The town was organized on land acquired in 1750 by David Williams and Henry Skibbow (or Sciboe), a surveyor, in a bluff below Sand Hill Cove near Jumping Run Branch, on the east side of the Northeast Cape Fear River. A 40-acre site for the town was set aside, and some prominent local planters — including Samuel Ashe, John Gardner, Alexander Lillington, Thomas Merrick and Skibbow — were named as town commisisioners in the act of incorporation. The colonial Assembly authorized the commissioners to lay out streets and set aside land for a churchyard and marketplace.
Local developers apparently hoped that the site would become a significant river port and trading center. Several roads passed through or near the Exeter site, and a ferry across the Northeast Cape Fear might have been operating there before the American Revolution. (In 1798, the New Hanover county court authorized blacksmith John Player to run a ferry at Exeter.) From 1755 to 1764, the Assembly authorized Exeter to serve as a customs inspection point, along with Wilmington, Brunswick and Topsail Sound.

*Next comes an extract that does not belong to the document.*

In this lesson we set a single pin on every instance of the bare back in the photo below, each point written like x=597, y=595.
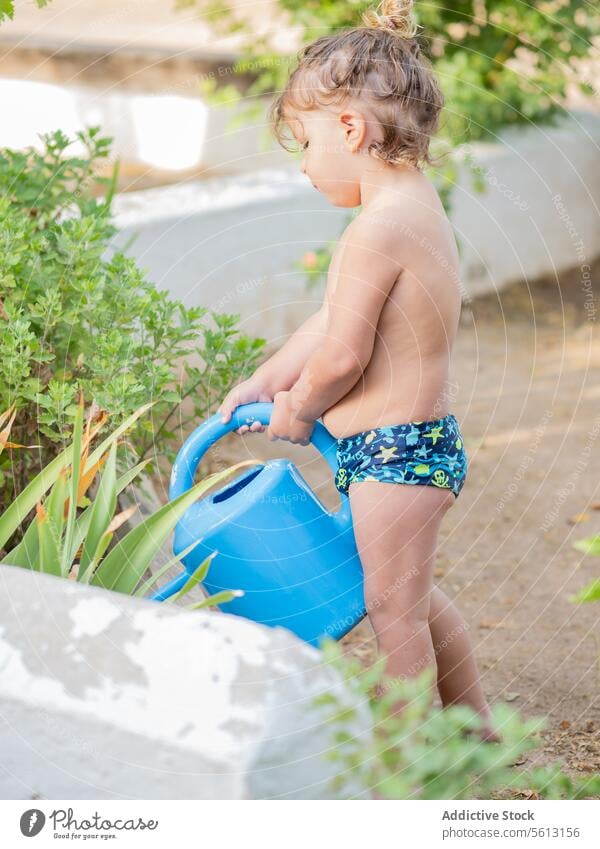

However, Exeter (or New Exeter, as it was sometimes known) never seems to have lived up to developers’ dreams. The Collet map of North Carolina showed only seven buildings at Exeter in 1770. The Mouzon map, printed in 1775, showed just 11 buildings. Sales of town lots seem to have lagged badly and by 1759, Henry Skibbow had moved away from the area.
During the Revolutionary War, British troops under Maj. James Craig dug field fortifications near the town site. According to the North Carolina Gazetteer, these earthworks were still visible as of 1968.
Competition from the nearby trading center of South Washington (later Watha) seems to have dried up the last of Exeter’s chances. It last appears on the 1792 Purcell map and was not included on maps after 1800 or so. The land went to Pender County when it was created in 1875, and deeds referred to the “Exeter” or “Extra” tract until at least the 1920s. As of 1968, William S. Powell reported, the headquarters of the Holly Shelter Game Management Area were located where the former town had been.
Date posted: September 25, 2009
The town of New Exeter was actually located just below the mouth of Ashes’s Creek at the old river crossing and about 1/4 mile down river from John Rutherfords Plantation.